The debate about whether the gender of writers matters rages on (see, for example, http://www.theguardian.com/books/2015/feb/13/aminatta-forna-dont-judge-book-by-cover?CMP=share_btn_tw ). Killer Reads recently asked why some female crime writers write under (obviously ungendered) initials or male nom de plums, with interesting resulting audience thoughts (https://www.facebook.com/KillerReads/photos/a.377253695674829.86520.366781136722085/847979735268887/?type=1&theater ).
Like genre stereotyping, I find author gender stereotyping unnecessary, yet common. But what does this have to do with writing?
Well, there is a school of thought that thinks that men and women focus on completely different elements when writing fiction, what I think of as the black-and-white school: all men focus on action and all women on emotions.
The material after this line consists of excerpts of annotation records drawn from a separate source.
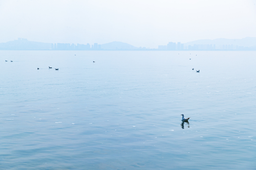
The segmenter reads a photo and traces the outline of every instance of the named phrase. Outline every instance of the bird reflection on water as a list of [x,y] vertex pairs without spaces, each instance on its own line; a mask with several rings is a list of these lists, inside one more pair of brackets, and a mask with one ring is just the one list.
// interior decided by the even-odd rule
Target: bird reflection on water
[[182,121],[181,122],[181,128],[182,129],[184,129],[184,123],[186,123],[186,125],[185,124],[185,125],[188,125],[187,127],[189,128],[189,122],[188,122],[188,121],[187,120],[185,121]]

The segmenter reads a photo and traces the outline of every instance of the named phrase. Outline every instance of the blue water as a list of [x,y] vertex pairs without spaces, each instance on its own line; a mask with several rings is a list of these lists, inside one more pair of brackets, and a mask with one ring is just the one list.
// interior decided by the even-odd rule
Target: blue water
[[0,59],[1,169],[256,169],[256,52]]

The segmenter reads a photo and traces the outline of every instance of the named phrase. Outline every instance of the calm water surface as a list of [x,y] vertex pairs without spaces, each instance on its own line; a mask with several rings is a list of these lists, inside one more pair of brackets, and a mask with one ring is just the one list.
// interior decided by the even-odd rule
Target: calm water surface
[[256,169],[256,52],[0,59],[1,169]]

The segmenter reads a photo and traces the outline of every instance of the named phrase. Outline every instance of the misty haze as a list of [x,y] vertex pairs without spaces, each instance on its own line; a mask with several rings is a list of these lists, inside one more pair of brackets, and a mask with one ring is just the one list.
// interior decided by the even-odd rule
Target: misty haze
[[0,1],[2,169],[255,169],[256,4]]

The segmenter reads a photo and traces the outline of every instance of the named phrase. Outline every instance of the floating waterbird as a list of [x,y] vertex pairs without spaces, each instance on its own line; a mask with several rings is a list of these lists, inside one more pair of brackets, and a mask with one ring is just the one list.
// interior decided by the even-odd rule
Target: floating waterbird
[[184,118],[184,114],[181,114],[181,115],[182,115],[182,119],[181,119],[181,120],[182,121],[186,121],[186,120],[188,120],[188,119],[189,119],[189,118]]

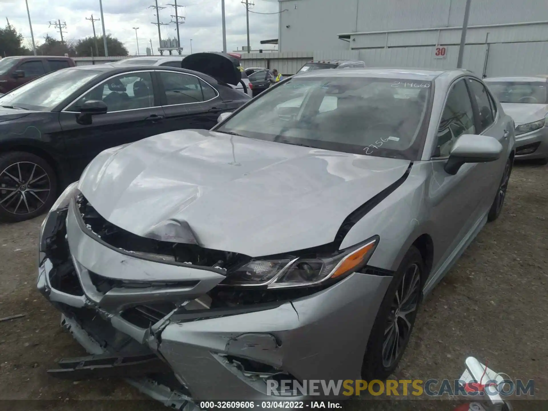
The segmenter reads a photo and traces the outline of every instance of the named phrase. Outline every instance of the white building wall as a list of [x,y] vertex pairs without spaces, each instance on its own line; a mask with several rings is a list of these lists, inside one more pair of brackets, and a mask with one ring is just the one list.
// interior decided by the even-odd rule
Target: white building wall
[[[349,49],[349,43],[338,38],[337,35],[342,33],[460,27],[466,3],[465,0],[278,1],[280,50],[283,52]],[[469,24],[546,21],[547,0],[472,0]],[[498,35],[527,38],[528,30],[527,26],[507,28],[499,30]]]

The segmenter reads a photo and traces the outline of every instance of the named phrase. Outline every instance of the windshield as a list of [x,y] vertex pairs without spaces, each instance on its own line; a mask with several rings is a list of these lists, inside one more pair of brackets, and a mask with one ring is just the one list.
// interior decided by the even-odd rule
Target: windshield
[[0,106],[49,111],[102,72],[76,68],[54,71],[0,97]]
[[9,57],[0,60],[0,76],[5,74],[17,64],[20,59],[10,59]]
[[545,82],[486,82],[500,102],[548,104]]
[[428,117],[430,82],[293,77],[216,131],[317,149],[415,159]]
[[301,67],[301,69],[297,72],[304,73],[305,71],[312,71],[312,70],[322,70],[324,68],[334,68],[336,66],[333,64],[326,64],[324,63],[306,63]]
[[125,59],[113,64],[118,66],[147,66],[158,62],[158,59]]

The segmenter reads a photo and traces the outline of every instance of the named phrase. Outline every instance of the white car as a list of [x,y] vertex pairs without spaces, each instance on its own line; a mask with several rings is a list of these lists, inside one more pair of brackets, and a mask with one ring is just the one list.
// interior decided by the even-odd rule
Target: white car
[[548,76],[484,81],[516,123],[516,158],[548,164]]

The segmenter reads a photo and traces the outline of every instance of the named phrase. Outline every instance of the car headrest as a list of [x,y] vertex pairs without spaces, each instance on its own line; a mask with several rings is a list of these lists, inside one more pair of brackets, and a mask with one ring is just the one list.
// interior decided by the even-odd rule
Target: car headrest
[[135,96],[135,97],[142,97],[149,95],[150,94],[149,93],[149,86],[144,81],[141,81],[140,80],[136,81],[133,83],[133,95]]
[[111,92],[125,92],[125,85],[119,78],[113,78],[109,82],[109,89]]

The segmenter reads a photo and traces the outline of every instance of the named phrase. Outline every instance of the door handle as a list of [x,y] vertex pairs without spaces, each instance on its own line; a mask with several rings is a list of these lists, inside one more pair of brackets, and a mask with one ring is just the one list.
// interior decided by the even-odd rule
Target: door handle
[[151,121],[153,123],[156,123],[156,122],[158,122],[162,119],[163,118],[163,116],[158,116],[157,114],[153,114],[152,116],[147,117],[145,119],[147,121]]

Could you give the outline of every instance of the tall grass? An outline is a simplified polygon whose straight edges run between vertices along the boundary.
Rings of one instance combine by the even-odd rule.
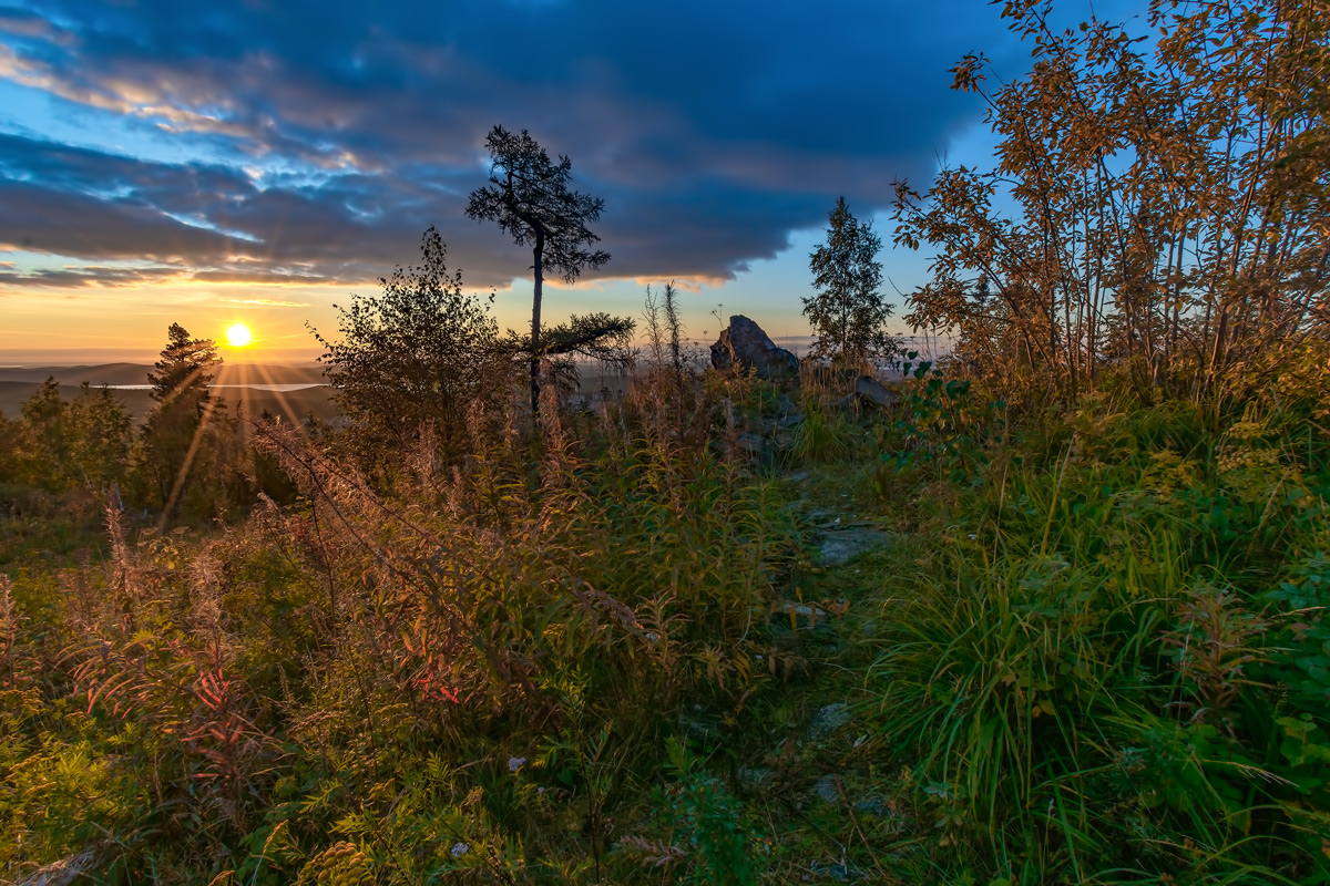
[[[1194,408],[1091,404],[1061,452],[1041,434],[1003,453],[934,523],[866,688],[942,863],[1013,882],[1327,877],[1306,778],[1330,708],[1294,699],[1307,663],[1285,651],[1322,612],[1283,602],[1319,586],[1325,465],[1293,429],[1240,418],[1214,434]]]

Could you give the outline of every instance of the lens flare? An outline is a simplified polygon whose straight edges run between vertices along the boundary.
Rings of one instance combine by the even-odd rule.
[[[243,348],[254,340],[250,335],[249,327],[243,323],[235,323],[226,329],[226,344],[233,348]]]

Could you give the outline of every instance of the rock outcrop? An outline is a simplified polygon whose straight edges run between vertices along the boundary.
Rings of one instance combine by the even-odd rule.
[[[767,381],[799,375],[798,359],[775,347],[762,327],[742,313],[732,316],[729,328],[721,329],[721,337],[712,345],[712,365],[717,369],[755,371],[758,379]]]

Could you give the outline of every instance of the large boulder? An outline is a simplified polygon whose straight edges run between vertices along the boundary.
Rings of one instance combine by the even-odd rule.
[[[757,371],[758,379],[769,381],[799,375],[798,359],[775,347],[762,327],[742,313],[732,316],[729,328],[721,329],[721,337],[712,345],[712,365],[717,369]]]

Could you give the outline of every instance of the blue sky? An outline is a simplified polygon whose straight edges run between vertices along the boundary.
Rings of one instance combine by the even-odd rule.
[[[463,214],[496,124],[605,199],[613,258],[547,319],[637,316],[673,279],[697,337],[718,308],[806,335],[841,194],[892,283],[923,282],[927,256],[891,248],[892,182],[987,162],[980,101],[950,89],[976,50],[1011,76],[1028,57],[971,0],[0,5],[0,361],[152,356],[172,321],[314,353],[305,324],[335,329],[430,224],[520,328],[529,255]]]

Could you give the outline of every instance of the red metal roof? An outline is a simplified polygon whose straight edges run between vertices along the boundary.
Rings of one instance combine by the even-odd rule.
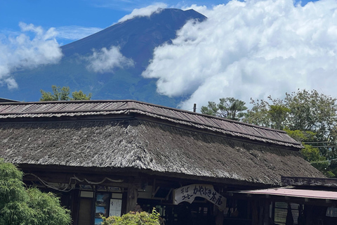
[[[136,101],[51,101],[0,103],[0,122],[9,118],[60,117],[136,112],[149,117],[270,143],[302,148],[284,131]]]
[[[337,192],[336,191],[293,189],[287,188],[242,191],[236,193],[254,195],[271,195],[306,198],[337,200]]]

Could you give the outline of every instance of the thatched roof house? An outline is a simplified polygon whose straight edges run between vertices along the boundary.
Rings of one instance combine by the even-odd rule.
[[[284,131],[134,101],[1,103],[0,136],[0,157],[23,167],[252,186],[322,176]]]
[[[224,215],[226,224],[267,224],[270,199],[226,194],[323,176],[283,131],[135,101],[2,103],[0,136],[0,158],[28,185],[62,192],[74,225],[136,202],[166,225],[222,224]],[[193,194],[209,201],[179,202]]]

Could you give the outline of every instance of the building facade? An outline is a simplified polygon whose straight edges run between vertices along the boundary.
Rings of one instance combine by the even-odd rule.
[[[74,225],[153,207],[165,224],[269,224],[271,201],[237,191],[323,176],[283,131],[134,101],[0,103],[0,136]]]

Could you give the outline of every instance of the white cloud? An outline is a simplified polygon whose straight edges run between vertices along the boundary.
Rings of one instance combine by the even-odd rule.
[[[11,75],[15,70],[55,63],[62,58],[54,28],[44,31],[32,24],[19,25],[21,33],[1,35],[0,39],[0,86],[6,84],[9,89],[18,86]]]
[[[141,8],[135,8],[133,10],[131,13],[124,15],[119,20],[118,20],[118,22],[124,22],[127,20],[130,20],[138,16],[150,17],[152,13],[160,13],[162,8],[164,8],[166,7],[167,7],[167,5],[166,4],[157,3],[157,4],[154,4],[153,5],[149,6],[147,7]]]
[[[298,89],[337,97],[337,1],[305,6],[292,0],[231,1],[213,8],[192,6],[208,17],[186,24],[173,44],[157,48],[143,76],[157,78],[157,91],[190,96],[197,103],[234,97],[283,98]]]
[[[124,56],[116,46],[103,48],[98,51],[93,50],[93,55],[85,59],[89,63],[87,69],[95,72],[113,72],[116,68],[133,66],[133,60]]]
[[[99,27],[84,27],[79,26],[66,26],[57,27],[58,38],[70,40],[78,40],[97,33],[102,30]]]

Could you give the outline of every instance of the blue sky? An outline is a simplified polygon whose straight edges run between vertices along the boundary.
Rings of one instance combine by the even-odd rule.
[[[181,8],[192,4],[209,7],[223,4],[223,1],[161,1],[170,7]],[[45,30],[51,27],[67,29],[88,33],[117,22],[135,8],[146,7],[152,1],[110,0],[18,0],[0,1],[0,34],[8,35],[20,32],[19,22],[33,24]],[[82,28],[81,30],[81,28]],[[86,29],[84,29],[86,28]],[[84,33],[86,34],[86,33]],[[74,40],[58,37],[59,43]]]
[[[174,0],[160,2],[166,4],[169,8],[180,8],[192,4],[211,8],[227,4],[228,1]],[[19,22],[33,24],[45,30],[55,27],[56,30],[62,28],[62,30],[66,31],[69,28],[86,35],[110,26],[135,8],[144,8],[155,3],[147,0],[0,1],[0,35],[20,32]],[[306,3],[307,1],[302,1],[303,5]],[[60,44],[74,41],[60,37],[57,37],[57,39]]]
[[[223,97],[283,98],[304,89],[337,97],[337,0],[0,1],[0,88],[20,88],[16,70],[58,63],[60,46],[158,6],[208,18],[154,49],[142,74],[157,79],[161,94],[189,96],[181,108]],[[100,70],[131,65],[118,46],[107,48],[95,50],[105,57],[91,58]]]

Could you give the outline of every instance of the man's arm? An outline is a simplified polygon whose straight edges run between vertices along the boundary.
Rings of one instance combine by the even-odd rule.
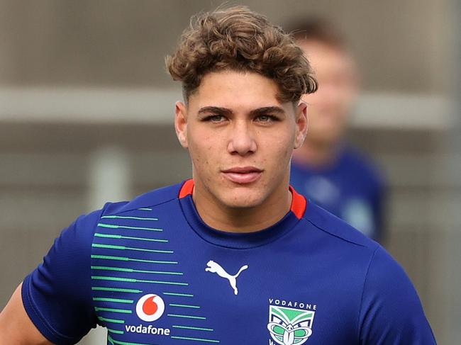
[[[38,332],[26,312],[21,286],[22,283],[0,313],[0,345],[52,345]]]

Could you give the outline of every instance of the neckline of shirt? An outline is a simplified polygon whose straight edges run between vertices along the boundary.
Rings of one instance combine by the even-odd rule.
[[[204,240],[227,248],[255,248],[275,241],[293,229],[303,217],[306,207],[306,199],[290,187],[293,194],[291,208],[280,220],[266,229],[255,232],[230,232],[214,229],[204,222],[192,200],[193,188],[193,180],[188,180],[179,191],[179,203],[187,222]]]

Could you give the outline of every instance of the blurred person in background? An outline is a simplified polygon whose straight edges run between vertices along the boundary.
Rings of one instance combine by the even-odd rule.
[[[377,166],[345,140],[358,89],[357,67],[341,33],[320,18],[287,31],[305,52],[318,90],[304,95],[309,129],[295,150],[291,183],[301,193],[367,236],[383,239],[385,183]]]

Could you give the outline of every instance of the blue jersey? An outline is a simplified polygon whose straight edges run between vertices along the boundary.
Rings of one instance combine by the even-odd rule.
[[[291,183],[319,206],[369,237],[382,237],[384,182],[376,167],[350,147],[321,168],[291,164]]]
[[[96,324],[108,344],[433,344],[403,269],[378,244],[291,189],[251,233],[207,226],[192,180],[108,203],[57,238],[22,288],[57,344]]]

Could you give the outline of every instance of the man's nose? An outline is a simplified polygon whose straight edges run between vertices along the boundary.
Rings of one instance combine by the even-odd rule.
[[[236,121],[230,128],[228,151],[245,156],[256,151],[257,145],[250,125],[247,121]]]

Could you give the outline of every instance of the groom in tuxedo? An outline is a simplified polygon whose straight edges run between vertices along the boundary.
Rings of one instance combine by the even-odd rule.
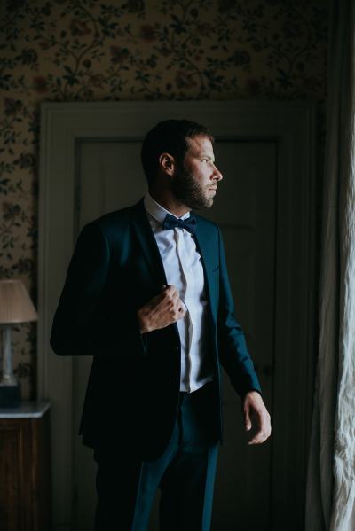
[[[222,180],[212,136],[162,121],[141,160],[146,196],[79,235],[51,345],[93,356],[80,433],[98,464],[95,529],[145,531],[160,488],[161,529],[208,531],[221,367],[245,429],[254,425],[249,444],[269,437],[270,416],[234,317],[221,232],[193,213],[212,207]]]

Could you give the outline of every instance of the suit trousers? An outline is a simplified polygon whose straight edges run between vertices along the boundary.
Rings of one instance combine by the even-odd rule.
[[[161,531],[209,531],[218,449],[207,435],[203,410],[211,385],[180,393],[171,439],[158,459],[95,451],[95,531],[146,531],[158,488]]]

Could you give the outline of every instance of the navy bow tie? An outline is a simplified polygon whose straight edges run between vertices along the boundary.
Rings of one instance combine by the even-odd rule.
[[[169,229],[175,229],[176,227],[179,229],[185,229],[193,234],[196,230],[196,218],[193,215],[191,215],[190,217],[187,217],[185,220],[182,220],[179,217],[175,217],[175,215],[171,215],[171,214],[167,214],[162,223],[162,230],[169,230]]]

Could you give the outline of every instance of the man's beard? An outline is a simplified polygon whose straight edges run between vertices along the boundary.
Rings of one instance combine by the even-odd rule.
[[[209,198],[203,193],[193,174],[184,165],[177,168],[171,191],[179,201],[194,210],[210,208],[213,205],[213,198]]]

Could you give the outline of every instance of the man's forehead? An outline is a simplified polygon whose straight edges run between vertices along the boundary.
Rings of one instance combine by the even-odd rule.
[[[212,142],[209,137],[205,135],[196,135],[195,137],[186,138],[189,151],[193,152],[207,152],[213,154]]]

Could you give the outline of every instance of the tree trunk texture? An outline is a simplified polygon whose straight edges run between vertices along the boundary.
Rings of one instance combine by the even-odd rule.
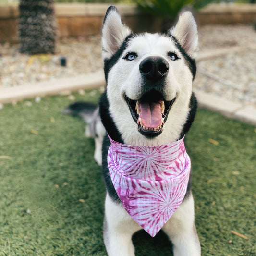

Ignoring the fact that the real world is grey, it’s a useful tool for editing. Check your focus (if there is one) and switch it. Psychological thriller not working? Try re-writing as an action thriller. Even if it doesn’t work, the chances are that the result will iron out some issues.
Then there’s the school of thought that disagrees vehemently: women can write male characters and men can write women, as men aren’t emotionless and women aren’t plants. This, too, is useful when editing. Take your Maria and turn her into a Mario, or vice versa. Does the story change at all? If so, why? And is that necessary?
Sometimes, like a change of perspective, age or point-of-view, altering the gender of the narrator and/or protagonist can just pull you out of the rut of predictability.